In this study, the physical properties of ten CADES, encompassing moisture content, polarity, electrical conductivity, pH, and viscosity, were systematically characterized. Beyond physical property analysis, their antioxidant and antibacterial activities, as well as potential toxicity effects on mung bean germination, were explored. The distinct molecular architectures and functional groups inherent to various carboxylic acids give rise to CADES with widely divergent physicochemical properties and biological activities. Notably, in the extraction of flavonoids from walnut green peel, the choline chloride/levulinic acid emerged as a standout performer, achieving an impressive extraction efficiency of 112.8 mg RE·g^-1 DW. The innate antibacterial and antioxidant capabilities of CADES are critical determinants of the overall functionality of the extracts.
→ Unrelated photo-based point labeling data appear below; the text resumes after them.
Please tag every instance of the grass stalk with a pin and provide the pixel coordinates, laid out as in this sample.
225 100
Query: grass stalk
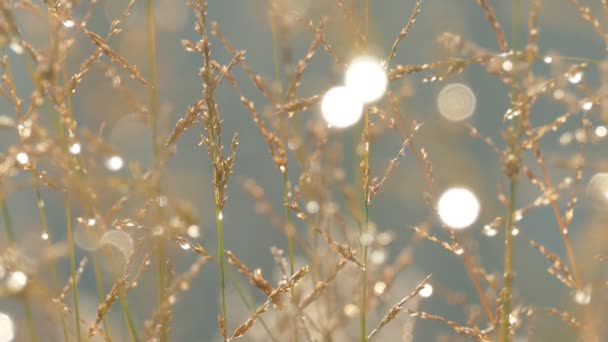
100 290
27 310
220 242
505 312
153 86
46 233
70 233
364 230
This synergistic interaction not only amplifies the effectiveness of the extracted bioactive compounds but also endows the final products with multifaceted properties. These results underscore the significant potential of CADES-based extraction technology as a viable and promising method for isolating high-value natural products while enhancing their biological activity. This approach holds great promise for the sustainable utilization of natural resources and the development of innovative bioactive product formulations.